The Great Kererū Count is taking flight again, with people being urged to document every member of the species they see over the next ten days.
The eight-year-long study is a joint venture between The Kererū Discovery Trust, Victoria University of Wellington, WWF-New Zealand and Wellington City Council.
It aims to help scientists understand how conservation activities like trapping, restoration, and aerial 1080 drops are helping Kererū numbers increase.
A spokesperson for the The Kererū Discovery Trust, Tony Stoddard, said last year New Zealanders counted more than 15,000 Kererū.
“Ideally what we’d like to see is that number stay stabilised or increase if possible, and this is the reason why we have to do the Great Kererū Count over such a large number of years…so we can actually get some robust data out of it,” he said.
“What happens over probably the seven-year to eight-year period, Victoria University will go through that data and they’ll analyse this for us and they’ll be able to tell national trends on where Kererū have been populating areas or where their populations have decreased over time.”

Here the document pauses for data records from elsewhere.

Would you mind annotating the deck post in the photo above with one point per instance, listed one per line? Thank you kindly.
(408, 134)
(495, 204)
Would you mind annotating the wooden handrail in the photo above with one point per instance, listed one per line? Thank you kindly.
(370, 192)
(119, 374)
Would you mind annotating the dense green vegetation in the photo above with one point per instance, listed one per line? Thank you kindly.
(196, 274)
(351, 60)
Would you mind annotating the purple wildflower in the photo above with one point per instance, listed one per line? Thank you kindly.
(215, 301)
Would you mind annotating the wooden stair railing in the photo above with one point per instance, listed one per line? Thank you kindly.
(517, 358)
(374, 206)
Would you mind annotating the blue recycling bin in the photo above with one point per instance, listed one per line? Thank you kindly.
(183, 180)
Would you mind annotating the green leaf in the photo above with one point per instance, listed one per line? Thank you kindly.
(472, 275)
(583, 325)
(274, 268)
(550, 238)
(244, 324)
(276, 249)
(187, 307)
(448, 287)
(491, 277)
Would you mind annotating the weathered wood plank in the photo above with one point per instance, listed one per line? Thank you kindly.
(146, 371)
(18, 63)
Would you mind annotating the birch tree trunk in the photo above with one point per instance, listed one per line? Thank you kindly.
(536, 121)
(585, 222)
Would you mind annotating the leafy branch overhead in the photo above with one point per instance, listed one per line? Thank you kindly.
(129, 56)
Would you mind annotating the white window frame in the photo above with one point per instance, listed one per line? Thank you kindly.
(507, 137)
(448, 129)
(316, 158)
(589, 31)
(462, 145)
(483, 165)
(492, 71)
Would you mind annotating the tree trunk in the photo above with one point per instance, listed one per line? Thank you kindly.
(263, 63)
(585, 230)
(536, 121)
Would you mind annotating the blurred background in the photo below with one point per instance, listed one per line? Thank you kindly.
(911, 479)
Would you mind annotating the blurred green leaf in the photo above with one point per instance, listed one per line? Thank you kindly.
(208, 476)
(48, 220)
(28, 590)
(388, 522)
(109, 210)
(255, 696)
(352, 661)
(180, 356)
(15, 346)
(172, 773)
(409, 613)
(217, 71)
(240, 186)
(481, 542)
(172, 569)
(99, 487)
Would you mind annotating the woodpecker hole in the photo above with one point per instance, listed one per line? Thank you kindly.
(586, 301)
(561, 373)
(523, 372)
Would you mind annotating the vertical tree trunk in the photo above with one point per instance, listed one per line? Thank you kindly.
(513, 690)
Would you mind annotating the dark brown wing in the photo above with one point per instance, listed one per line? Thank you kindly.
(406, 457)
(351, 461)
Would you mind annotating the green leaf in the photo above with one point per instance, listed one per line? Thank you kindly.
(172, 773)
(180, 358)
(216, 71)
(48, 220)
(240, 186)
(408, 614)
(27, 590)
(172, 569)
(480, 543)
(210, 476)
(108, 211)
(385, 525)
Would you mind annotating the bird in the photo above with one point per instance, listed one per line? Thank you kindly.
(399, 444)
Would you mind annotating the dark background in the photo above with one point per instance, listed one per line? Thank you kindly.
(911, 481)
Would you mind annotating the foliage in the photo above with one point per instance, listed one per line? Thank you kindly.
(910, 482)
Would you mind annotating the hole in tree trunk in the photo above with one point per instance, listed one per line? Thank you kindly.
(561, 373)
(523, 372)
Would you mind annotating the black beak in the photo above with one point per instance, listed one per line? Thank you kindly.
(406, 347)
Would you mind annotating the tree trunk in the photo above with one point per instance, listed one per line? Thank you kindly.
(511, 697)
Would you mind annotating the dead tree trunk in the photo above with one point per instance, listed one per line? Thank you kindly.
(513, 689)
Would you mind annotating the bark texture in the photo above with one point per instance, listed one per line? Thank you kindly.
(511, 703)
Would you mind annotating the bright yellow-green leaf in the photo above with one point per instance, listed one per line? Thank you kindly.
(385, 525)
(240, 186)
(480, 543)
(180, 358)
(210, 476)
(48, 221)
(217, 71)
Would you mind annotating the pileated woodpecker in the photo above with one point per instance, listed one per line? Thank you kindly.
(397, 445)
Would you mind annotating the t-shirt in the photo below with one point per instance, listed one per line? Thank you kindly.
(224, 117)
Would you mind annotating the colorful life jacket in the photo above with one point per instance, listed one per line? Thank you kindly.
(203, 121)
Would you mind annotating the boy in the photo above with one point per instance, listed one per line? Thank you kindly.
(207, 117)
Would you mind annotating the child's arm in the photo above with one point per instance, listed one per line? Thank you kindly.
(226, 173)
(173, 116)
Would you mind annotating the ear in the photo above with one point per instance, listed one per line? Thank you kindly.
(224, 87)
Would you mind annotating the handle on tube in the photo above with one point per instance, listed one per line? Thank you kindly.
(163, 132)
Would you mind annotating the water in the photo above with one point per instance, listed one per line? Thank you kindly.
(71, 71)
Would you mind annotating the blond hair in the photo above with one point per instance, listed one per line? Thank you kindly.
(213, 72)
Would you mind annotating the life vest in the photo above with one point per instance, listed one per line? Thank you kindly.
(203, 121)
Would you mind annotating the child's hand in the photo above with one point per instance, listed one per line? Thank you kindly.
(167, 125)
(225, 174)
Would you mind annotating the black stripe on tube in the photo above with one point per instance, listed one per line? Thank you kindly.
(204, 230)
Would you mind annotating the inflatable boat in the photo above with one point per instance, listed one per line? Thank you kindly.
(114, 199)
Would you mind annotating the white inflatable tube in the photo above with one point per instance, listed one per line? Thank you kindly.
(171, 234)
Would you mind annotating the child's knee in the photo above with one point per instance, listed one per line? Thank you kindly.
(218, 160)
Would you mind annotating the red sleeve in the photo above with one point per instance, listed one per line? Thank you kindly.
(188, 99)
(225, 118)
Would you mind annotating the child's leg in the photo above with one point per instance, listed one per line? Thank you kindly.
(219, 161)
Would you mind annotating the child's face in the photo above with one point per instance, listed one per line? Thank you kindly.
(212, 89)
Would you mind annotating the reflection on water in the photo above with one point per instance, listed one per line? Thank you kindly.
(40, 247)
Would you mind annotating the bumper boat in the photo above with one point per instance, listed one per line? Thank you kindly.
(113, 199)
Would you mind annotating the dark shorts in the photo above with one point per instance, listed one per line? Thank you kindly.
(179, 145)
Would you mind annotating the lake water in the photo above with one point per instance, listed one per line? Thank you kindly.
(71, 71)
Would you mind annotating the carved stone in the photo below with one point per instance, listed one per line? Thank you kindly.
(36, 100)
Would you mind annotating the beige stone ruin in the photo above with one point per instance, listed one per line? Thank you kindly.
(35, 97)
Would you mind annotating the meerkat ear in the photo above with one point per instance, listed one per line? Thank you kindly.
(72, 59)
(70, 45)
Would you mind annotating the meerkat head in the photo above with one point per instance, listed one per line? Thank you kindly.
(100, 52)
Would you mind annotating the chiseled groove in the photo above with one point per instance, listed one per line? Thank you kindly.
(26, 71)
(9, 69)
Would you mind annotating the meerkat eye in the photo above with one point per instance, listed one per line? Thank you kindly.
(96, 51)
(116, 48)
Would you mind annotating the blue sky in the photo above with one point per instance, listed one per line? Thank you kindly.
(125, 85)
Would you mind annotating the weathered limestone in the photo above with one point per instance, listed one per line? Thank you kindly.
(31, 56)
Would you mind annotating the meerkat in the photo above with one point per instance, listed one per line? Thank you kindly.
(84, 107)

The Great Kererū Count is the only one of its kind in New Zealand, he said.
“It’s the only centralised data collection monitoring the trends of the Kererū across New Zealand.”
While the birds aren’t classed as ‘threatened’ by the Department of Conservation, Kererū numbers have declined in the last 100 years.
However, unlike many of their counterparts, Kererū have adapted well to New Zealand’s increasingly urban environment, said Mr Stoddard.
“Most often you’ll see them on powerlines early in the morning or foraging on trees and even in your own backyard,” he said.
“They’re really easy to spot- they’re really large pigeon-like birds, with a white singlet….and they’ve got white bloomers as well, like furry pants.”